Pathology Resources on National Grief Awareness Day

By Elizabeth Walker | August 30 2019

August 30th is National Grief Awareness Day. We at the Department of Pathology understand that grief has no timeline and have a variety of programs that can help mitigate the grief of our faculty, our staff, our patients, and their families.

  • Our Patient and Families Advisory Council works with patients to develop projects that help improve their experience. A recent training workshop helped our faculty and staff learn how to best-deliver bad news.

  • Our Autopsy and Forensic Services staff work daily with staff from Social Work and the Office of Decedent Affairs to provide support services to those who have lost a family member. Additional outreach is done for patients who have died by homicide, suicide, or drug overdose.

  • Michigan Medicine holds several memorials for patients throughout the year. The Adult Memorial serves all the adult losses while the Cancer Center Memorial remembers those lost to cancer. Pediatric patients are remembered at The Mott Children’s Memorial Service and A Walk to Remember honors those lost to perinatal death and in the NICU.

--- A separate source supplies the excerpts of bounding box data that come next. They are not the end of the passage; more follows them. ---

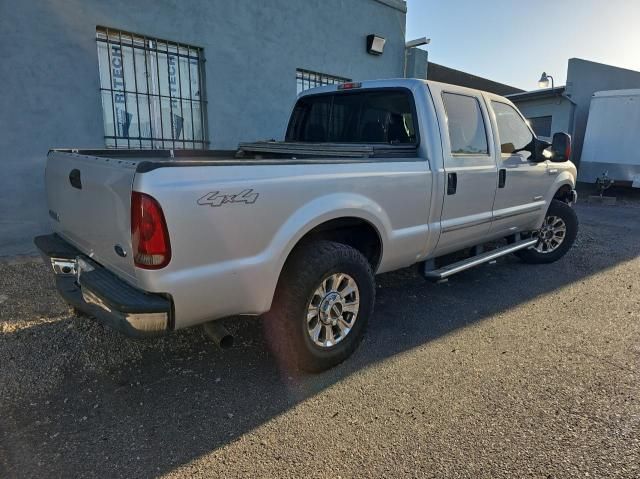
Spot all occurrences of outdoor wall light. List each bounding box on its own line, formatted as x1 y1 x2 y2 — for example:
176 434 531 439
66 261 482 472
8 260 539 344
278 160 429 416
538 72 554 89
367 35 387 55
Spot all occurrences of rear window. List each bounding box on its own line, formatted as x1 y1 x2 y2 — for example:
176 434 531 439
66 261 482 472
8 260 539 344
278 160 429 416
286 90 417 145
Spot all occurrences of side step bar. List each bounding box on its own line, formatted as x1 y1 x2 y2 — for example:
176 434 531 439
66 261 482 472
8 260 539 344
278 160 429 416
422 238 538 281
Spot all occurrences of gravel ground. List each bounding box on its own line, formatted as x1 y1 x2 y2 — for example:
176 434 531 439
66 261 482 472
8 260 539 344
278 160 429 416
0 202 640 478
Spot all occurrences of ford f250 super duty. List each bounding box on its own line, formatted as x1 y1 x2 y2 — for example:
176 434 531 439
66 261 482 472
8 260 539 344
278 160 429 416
35 79 578 371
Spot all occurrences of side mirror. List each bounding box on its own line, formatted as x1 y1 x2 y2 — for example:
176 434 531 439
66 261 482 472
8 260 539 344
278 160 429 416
549 133 571 163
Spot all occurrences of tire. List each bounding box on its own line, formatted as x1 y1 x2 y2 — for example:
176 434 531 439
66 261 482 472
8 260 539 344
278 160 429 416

  • The Michigan Legacy Tissue Program connects patients at the end of their lives, and their families, to opportunities to leave a legacy via research for advanced cancers. Additionally, Autopsy and Forensic Services faculty and staff in the Washtenaw, Wayne, Monroe, and Livingston County Medical Examiner's Offices, work closely with Gift of Life Michigan to increase the likelihood that organs and tissues can be donated when a family wishes them to be.

  • Honoring Life and Loss: Grief Awareness for Faculty and Staff provides resources to those who work at Michigan Medicine. This includes the designation of May each year as grief awareness month with programming the duration of the month featuring local experts and a nationally-recognized keynote speaker.

We honor those who choose us for their care, inviting us to be present with them while grieving.